Soalnya, semua guru di SMA tempatnya mengajar udah pada nggak sanggup
ngebimbing anak-anak bebal berperangai buruk tersebut.
Ceritanya, murid-murid Erin itu nggak mau
duduk sama murid lain yang beda ras saat di sekolah karena secara psikologis
mereka merasa nggak aman. Soalnya, mereka sedang terjebak atau bahkan ikut
terlibat aktif dalam konflik geng antar ras yang terjadi di sekitar lingkungan rumah
mereka. Parahnya, hampir semua dari mereka nyaris jadi korban penembakan liar
di jalanan.
Mindset murid-murid Erin itu dipengaruhi oleh
kredo, yang lahir dari sejarah isu rasisme di Amerika Serikat berikut: “If
you’re white, you’re right. If you’re brown, you’re stick around. If you’re black,
you’re back.” Sejarahnya, orang kulit putih (Kaukasian) khususnya di bagian
selatan merasa superior dalam segala
hal. Orang kulit coklat (Hispanik) hanya dianggap makhluk kelas dua, yang stagnan alias hanya bisa jalan di
tempat. Sedangkan orang kulit hitam (Afro-Amerika) dianggap sebagai makhluk
berkasta rendah yang hanya pantas jadi budak. Nggak heran kalau prasangka rasial di kelas Erin itu juga sering memicu tawuran dan berpengaruh besar pada penurunan
prestasi akademik murid-muridnya di sekolah.
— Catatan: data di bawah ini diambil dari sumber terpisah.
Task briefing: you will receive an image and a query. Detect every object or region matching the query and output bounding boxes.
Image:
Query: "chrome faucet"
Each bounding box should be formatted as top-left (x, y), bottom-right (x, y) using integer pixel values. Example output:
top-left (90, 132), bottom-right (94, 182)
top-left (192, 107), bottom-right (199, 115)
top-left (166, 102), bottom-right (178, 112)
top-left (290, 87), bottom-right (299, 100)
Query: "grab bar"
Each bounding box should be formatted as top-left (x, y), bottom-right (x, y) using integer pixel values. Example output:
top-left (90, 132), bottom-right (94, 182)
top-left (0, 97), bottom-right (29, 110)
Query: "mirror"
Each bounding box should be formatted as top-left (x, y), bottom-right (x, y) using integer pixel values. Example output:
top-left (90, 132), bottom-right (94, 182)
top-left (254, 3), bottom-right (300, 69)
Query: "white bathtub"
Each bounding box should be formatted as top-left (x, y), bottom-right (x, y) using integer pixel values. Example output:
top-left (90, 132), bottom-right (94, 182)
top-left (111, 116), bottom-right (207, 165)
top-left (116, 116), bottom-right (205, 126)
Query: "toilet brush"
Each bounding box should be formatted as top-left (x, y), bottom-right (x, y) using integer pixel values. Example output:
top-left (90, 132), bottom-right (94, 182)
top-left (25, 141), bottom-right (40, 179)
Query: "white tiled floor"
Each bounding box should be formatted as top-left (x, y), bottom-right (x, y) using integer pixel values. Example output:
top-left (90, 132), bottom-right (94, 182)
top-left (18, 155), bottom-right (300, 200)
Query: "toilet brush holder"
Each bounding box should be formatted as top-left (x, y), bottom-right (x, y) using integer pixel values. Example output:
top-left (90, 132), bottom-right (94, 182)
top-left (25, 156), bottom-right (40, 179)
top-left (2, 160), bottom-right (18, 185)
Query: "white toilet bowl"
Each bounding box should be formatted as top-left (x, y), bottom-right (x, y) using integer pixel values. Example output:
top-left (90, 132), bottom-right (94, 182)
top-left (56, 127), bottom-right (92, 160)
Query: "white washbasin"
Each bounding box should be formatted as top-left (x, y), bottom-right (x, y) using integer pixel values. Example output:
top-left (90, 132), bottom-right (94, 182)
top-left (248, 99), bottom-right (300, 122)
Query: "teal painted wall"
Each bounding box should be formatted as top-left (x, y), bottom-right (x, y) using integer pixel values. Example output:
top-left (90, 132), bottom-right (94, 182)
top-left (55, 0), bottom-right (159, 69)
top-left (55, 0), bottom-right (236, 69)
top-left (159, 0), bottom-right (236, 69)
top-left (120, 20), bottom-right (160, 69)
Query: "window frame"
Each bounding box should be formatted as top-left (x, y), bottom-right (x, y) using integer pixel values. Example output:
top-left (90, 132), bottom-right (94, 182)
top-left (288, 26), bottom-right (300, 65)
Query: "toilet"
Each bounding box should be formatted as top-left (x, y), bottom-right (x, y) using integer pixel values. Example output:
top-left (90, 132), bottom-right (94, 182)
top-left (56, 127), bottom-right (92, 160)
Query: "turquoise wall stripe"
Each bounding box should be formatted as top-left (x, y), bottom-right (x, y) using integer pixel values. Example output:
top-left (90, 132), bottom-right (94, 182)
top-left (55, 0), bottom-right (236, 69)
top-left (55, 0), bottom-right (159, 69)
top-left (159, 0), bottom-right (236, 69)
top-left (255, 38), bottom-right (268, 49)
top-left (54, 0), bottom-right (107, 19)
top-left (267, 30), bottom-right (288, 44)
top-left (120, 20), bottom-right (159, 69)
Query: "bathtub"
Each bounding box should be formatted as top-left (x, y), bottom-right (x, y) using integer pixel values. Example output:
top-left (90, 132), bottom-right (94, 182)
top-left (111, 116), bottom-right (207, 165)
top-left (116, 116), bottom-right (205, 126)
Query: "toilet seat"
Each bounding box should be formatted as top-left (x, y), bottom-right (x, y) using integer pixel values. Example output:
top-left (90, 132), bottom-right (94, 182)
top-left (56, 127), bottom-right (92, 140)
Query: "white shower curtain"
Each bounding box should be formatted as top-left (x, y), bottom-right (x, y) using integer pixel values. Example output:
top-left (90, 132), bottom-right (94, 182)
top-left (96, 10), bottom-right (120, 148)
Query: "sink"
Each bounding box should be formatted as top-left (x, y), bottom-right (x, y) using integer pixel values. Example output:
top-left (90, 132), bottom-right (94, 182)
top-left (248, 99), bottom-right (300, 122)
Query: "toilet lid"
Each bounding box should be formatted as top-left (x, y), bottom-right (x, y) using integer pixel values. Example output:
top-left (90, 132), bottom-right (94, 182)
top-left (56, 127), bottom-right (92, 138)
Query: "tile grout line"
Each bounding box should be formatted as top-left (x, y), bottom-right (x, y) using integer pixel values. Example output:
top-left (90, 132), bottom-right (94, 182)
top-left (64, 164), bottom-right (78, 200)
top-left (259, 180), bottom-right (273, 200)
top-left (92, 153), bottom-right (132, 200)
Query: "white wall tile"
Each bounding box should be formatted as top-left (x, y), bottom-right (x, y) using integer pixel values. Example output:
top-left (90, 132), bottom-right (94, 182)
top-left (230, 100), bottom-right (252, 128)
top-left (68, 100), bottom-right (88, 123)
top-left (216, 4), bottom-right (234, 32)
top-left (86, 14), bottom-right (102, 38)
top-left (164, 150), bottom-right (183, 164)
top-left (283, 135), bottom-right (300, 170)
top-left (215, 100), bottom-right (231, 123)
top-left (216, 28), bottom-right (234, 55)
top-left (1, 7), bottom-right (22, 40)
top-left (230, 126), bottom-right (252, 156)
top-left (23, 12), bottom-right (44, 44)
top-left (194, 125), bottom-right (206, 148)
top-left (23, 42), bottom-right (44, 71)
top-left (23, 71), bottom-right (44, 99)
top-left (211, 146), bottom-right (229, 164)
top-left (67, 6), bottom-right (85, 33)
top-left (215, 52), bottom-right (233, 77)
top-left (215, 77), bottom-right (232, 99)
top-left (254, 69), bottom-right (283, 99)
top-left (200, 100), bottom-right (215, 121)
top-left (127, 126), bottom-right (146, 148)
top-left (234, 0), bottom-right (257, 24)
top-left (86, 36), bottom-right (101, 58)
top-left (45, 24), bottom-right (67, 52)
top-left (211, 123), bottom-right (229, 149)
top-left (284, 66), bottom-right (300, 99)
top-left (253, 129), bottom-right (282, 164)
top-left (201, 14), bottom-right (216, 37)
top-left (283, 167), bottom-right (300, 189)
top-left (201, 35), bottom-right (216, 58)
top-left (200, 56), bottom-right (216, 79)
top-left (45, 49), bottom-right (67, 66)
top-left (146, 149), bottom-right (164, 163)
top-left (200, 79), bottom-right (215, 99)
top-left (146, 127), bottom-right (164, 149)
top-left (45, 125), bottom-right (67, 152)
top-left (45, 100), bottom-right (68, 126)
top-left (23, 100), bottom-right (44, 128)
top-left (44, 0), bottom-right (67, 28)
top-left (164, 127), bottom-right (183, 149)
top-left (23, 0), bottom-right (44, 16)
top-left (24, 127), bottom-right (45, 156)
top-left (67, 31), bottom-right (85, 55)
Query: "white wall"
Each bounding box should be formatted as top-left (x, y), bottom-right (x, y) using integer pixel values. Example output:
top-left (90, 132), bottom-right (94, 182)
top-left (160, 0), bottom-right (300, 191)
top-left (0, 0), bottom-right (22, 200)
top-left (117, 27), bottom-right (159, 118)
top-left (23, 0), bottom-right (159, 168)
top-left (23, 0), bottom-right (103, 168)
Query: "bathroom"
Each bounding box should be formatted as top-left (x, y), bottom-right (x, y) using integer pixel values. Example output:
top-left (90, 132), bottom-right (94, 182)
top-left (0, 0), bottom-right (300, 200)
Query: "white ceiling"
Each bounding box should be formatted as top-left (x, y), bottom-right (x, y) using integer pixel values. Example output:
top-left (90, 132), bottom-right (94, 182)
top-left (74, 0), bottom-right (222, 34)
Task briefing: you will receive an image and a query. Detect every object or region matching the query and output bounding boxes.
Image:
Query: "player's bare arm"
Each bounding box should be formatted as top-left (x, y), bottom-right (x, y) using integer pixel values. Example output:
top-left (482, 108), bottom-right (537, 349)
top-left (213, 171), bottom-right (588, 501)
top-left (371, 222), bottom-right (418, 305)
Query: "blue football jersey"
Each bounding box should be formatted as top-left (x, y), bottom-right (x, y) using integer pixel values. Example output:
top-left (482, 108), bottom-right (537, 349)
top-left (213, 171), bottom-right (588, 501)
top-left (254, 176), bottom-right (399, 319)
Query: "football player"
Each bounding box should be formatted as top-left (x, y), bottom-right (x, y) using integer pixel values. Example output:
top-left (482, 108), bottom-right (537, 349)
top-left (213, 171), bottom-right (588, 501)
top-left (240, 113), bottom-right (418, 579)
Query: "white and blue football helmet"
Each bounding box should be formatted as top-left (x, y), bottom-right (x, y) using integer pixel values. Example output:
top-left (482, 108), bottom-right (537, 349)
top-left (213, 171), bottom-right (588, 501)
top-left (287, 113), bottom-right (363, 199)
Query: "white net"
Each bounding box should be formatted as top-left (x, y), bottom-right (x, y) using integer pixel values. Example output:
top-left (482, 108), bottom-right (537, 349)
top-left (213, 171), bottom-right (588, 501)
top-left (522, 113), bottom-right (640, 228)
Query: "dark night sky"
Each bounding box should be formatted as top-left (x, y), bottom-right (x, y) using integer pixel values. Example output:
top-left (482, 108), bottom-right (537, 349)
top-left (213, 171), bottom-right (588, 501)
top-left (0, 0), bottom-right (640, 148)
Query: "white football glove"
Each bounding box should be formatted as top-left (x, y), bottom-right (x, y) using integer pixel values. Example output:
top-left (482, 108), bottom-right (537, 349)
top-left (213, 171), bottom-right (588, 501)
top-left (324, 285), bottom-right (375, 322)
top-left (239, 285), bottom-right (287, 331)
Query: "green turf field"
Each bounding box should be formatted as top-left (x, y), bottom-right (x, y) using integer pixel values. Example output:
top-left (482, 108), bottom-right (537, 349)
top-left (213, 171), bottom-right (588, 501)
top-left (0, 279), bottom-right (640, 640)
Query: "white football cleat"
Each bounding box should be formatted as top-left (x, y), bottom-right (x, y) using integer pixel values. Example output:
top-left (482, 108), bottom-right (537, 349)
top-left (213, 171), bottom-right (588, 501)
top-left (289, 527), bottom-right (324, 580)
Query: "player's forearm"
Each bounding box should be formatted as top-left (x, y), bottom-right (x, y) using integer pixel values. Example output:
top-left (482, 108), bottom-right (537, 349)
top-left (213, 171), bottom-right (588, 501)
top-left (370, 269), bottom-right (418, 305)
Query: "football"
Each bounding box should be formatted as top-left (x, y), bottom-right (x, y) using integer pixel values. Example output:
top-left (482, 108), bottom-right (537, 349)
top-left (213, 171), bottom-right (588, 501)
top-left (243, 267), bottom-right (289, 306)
Akhirnya, Erin pun bertekad ngelurusin mindset murid-muridnya itu melalui jalur sastra dalam proyek yang dia beri nama The Freedom Writers Diary. Melalui proyek tersebut, dia nugasin semua muridnya buat baca buku harian (memoar) legendaris berjudul The Diary of a Young Girl karya Anne Frank, seorang gadis Yahudi yang sedang berada dalam kejaran Nazi Jerman. Kisah nyata karya Anne Frank itu udah sukses menginspirasi dunia, termasuk murid-murid Erin, agar bisa lebih bersikap manusiawi pada sesamanya apa pun golongan rasnya.
Makanya, Erin juga nyuruh murid-muridnya itu buat nulis reflective-diary secara reguler seperti yang
dilakuin oleh si Anne Frank. Mereka boleh nuangin segala keluh kesah mereka, termasuk kemarahan dan kebencian level kronis yang sedang menggerogoti hati mereka, ke dalam reflective-diary tersebut tanpa harus merasa takut di-judge negatif oleh orang lain. Reflective-diary tersebut harus dilaporin ke Erin secara berkala biar Erin bisa mahamin kondisi psikologis mereka, sekaligus biar bisa ngebantu mereka nemuin solusi terbaik buat nyelesesain masalah hidup mereka melalui dialektika.
Dari segi afektif dan psiko-motorik, tugas membaca karya
sastra disertai penulisan reflective-diary
itu akhirnya berhasil ngerubah mindset para murid rasis itu sehingga jadi SDM
yang secara praktis jauh lebih toleran dan mau ngehargain perbedaan, sedangkan dari segi
kognitif tugas itu berhasil naikin indeks prestasi akademik mereka di sekolah.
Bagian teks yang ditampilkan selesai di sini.